Another wide-open appeal: I'd love help in implementing improvements like these (better windows, comparing continuous v discrete transforms, using wavelets, etc), and think work like this would be publishable. There are several other improvements I'd like to see, such as generating Feff Paths on-the-fly, and so forth. Essentially all of Larch is in python so that it's very easy to modify and add features like this. The available numerical libraries for python are plentiful and well-maintained. It's also easy to add wrappers for C and Fortran code if that is needed.....
Sigh. If I had infinite time or multiple copies of myself, I'd learn Python. It seems to be the way to go for this kind of work. For the last 12 years or so, I've been working almost exclisively in LabVIEW.
I hear you and completely understand. It took me all day to be able to get to even respond to this discussion! (OTOH, the new microprobe is fun too!) But, if anyone else out there is reading this far and is even halfway interested in working on making EXAFS analysis better, this is the time to get involved. If you've ever asked Bruce or I to make some change, or wished that (D)Athena, (D)Artemis, or Ifeffit did something new, better, or different, now is the time. If you think you'd like to be doing EXAFS analysis in 5 years, now is the time to make sure that will happen. It's never been easier to make real and meaningful improvements to how we do these EXAFS analysis steps. Bruce and I can barely keep up with this effort, and have less time available for it with each passing year. If there is no interest, we will stop doing this. --Matt
On 12/14/2012 4:10 PM, Matt Newville wrote:
Hi Matthew,
On Thu, Dec 13, 2012 at 11:28 PM, Matthew Marcus
wrote: You might argue (I would agree) that with multiple measures of fluorescence you can determine outliers more rigorously. But I would also say that then the best thing to do then is to not simply remove outliers but to take the average AND standard deviation of the samples and include both in the analysis. A glitch would then not be removed, but would be reflected by having a less certain value for that energy point.
But how do you know what the standard deviation should be for a point you had to exclude? I suppose you could try to come up with some plasuibiity measure which says that it can't be more different from the results of interpolation than some amount, a hieuristic measure. The idea there would be that you do a best-effort deglitch and then assign an uncertainty based on how badly you may have done at it. This still makes me queasy. In a typocal case, the glitch dominates over the real signal so you actually have *no* information about what the signal was there except for what you know from the surrounding points. Thus, attempting to use the glitched-out region is really an attempted double-use of the surrounding points. Better to adapt your methods so that they can deal with non-uniform tabulation, which you have anyway.
Oh, I meant that for each energy point measured you could use the different fluorescence channels to compute a mean value for I_f and standard deviation for I_f, and then propagate both measurement and uncertainty through the entire analysis. For a point with a glitch, the standard deviation would be very high, and so that region of k space would receive less weight.

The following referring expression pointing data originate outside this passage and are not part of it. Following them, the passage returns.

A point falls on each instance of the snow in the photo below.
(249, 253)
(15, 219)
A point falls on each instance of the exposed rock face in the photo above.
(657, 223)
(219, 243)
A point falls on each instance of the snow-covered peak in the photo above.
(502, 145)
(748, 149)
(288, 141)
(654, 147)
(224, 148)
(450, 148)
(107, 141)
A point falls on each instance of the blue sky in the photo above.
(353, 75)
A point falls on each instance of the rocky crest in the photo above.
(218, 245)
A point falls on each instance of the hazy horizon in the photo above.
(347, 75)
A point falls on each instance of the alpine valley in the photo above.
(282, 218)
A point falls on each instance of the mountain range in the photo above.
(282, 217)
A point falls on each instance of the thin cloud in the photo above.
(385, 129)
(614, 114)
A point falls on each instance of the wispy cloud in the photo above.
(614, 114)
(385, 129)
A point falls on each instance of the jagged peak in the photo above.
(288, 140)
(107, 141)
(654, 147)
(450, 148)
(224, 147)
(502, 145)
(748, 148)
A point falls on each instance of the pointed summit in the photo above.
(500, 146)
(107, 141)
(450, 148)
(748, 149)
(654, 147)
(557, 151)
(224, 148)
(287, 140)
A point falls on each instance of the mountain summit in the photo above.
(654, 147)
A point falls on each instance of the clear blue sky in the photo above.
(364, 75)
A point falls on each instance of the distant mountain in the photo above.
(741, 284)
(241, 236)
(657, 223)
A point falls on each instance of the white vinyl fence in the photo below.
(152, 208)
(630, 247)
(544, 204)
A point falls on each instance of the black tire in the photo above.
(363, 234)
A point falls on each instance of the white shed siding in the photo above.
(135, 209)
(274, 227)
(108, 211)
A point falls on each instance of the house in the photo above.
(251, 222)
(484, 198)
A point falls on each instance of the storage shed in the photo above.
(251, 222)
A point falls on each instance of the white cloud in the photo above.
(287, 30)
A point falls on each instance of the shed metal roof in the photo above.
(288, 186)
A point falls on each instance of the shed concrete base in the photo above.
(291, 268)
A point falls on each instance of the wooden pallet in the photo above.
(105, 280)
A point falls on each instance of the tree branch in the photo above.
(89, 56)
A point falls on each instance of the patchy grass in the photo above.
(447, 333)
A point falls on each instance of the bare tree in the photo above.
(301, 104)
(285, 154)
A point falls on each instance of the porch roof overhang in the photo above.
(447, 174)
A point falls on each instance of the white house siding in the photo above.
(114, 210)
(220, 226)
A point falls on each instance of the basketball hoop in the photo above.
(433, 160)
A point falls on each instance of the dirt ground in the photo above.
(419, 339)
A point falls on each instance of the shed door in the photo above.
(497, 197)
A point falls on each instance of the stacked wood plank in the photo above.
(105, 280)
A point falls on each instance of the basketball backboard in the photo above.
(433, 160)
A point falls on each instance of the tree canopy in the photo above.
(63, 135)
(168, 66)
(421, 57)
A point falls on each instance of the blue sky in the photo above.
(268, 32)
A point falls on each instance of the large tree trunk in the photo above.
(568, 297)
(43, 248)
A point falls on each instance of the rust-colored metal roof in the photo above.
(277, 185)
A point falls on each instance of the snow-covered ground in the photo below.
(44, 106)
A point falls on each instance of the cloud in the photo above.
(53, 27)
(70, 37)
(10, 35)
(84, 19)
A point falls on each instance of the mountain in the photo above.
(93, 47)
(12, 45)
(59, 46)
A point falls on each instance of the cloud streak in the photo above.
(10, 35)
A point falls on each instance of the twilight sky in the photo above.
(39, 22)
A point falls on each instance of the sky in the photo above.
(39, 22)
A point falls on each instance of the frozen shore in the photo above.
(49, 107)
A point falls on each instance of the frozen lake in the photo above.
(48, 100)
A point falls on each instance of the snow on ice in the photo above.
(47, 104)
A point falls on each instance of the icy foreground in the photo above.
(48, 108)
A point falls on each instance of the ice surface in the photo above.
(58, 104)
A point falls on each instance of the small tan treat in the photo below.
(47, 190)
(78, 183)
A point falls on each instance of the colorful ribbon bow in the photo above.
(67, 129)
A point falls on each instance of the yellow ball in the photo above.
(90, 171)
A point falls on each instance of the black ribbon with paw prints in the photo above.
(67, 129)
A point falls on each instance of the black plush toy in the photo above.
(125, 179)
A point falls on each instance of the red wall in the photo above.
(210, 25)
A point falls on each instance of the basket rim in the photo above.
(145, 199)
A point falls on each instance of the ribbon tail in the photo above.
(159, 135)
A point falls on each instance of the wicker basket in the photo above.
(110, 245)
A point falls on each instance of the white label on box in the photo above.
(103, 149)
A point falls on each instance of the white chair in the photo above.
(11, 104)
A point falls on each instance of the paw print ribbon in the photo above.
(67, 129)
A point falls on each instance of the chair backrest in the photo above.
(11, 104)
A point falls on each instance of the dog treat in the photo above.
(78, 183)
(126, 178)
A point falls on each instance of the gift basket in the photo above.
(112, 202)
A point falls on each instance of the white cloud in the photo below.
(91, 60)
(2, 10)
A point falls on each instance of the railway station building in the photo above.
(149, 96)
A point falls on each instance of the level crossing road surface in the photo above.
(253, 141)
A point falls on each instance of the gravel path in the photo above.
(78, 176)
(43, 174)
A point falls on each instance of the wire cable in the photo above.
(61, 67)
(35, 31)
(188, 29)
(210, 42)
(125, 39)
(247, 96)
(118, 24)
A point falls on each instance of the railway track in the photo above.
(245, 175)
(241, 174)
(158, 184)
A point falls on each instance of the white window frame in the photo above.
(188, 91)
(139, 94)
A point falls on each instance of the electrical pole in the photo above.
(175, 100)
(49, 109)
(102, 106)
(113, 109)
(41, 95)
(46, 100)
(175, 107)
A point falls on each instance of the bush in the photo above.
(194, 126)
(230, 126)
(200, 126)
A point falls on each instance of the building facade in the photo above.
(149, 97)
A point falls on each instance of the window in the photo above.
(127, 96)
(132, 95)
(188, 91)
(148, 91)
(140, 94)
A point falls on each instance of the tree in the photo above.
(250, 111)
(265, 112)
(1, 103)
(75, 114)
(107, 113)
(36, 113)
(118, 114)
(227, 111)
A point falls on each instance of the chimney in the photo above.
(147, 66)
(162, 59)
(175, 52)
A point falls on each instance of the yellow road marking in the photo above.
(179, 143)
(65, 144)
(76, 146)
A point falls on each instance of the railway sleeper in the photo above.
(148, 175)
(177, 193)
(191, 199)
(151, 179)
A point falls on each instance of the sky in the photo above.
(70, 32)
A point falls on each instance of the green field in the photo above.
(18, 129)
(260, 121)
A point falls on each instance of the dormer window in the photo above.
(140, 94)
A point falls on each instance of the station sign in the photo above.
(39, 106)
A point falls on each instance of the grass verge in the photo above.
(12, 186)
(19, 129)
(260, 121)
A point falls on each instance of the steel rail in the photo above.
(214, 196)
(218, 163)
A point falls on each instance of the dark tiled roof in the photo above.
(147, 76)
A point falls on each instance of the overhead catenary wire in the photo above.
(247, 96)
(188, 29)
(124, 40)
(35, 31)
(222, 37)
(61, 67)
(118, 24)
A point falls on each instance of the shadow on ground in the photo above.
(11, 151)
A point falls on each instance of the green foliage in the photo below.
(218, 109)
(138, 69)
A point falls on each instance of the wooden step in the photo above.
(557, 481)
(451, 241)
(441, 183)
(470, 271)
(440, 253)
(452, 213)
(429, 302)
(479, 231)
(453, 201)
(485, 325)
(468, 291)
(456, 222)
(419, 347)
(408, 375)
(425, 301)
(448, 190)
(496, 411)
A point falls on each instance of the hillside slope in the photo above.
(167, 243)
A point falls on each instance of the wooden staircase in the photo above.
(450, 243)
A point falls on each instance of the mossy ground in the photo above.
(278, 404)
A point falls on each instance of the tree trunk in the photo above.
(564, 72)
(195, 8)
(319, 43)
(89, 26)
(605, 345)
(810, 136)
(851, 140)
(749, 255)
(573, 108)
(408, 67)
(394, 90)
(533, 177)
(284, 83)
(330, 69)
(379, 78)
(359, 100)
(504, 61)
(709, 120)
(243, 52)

I'd view data not measured not as having a value of 0 but having infinite uncertainty. In that sense, removing a glitch doesn't do any harm - we're treating it as if we have no measurement at that energy point.
If I understand you correctly, you're saying that 'deglitch with reference scalers' is OK, but with some additional error estimate imposed on the points you had to do that to. I've found no reason to suspect that any artifacts were introduced by this procedure because the ratio of the "bad" to the "good" counters is quite slowly-varying except in the glitch region, so interpolation is safe. Therefore, the only extra noise is shot noise due to counting with fewer elements. Now, given how non-rigorous our treatment of noise is, I think that the extra noise is not going to influence the fit significantly. The real problem is what to do when you can't do any kind of signal-based data recovery, but have to either acknowledge that you don't have any data there or make some up and assign some sort of uncertainty to your curve-drawing artistry.
I agree with your larger point that we can definitely afford the CPU cycles to do better analysis than use something simply because it is Fast. I'm not sure that a slow discrete FT would be significantly different than an FFT, though. I think (but am listening...) that the continuous v discrete FT is like classic audiophile snobbery about the superiority of analog over digital music. With sufficient sampling and resolution and dynamic range in the signal, the difference has to be trivial. I'm willing to believe that a digital recording has less dynamic range, but I'm also willing to believe that this is swamped by my stereo and ears (and I mostly listen to mp3s through cheap headphones these days, so I clearly am not buying a tube amplifier anytime soon...).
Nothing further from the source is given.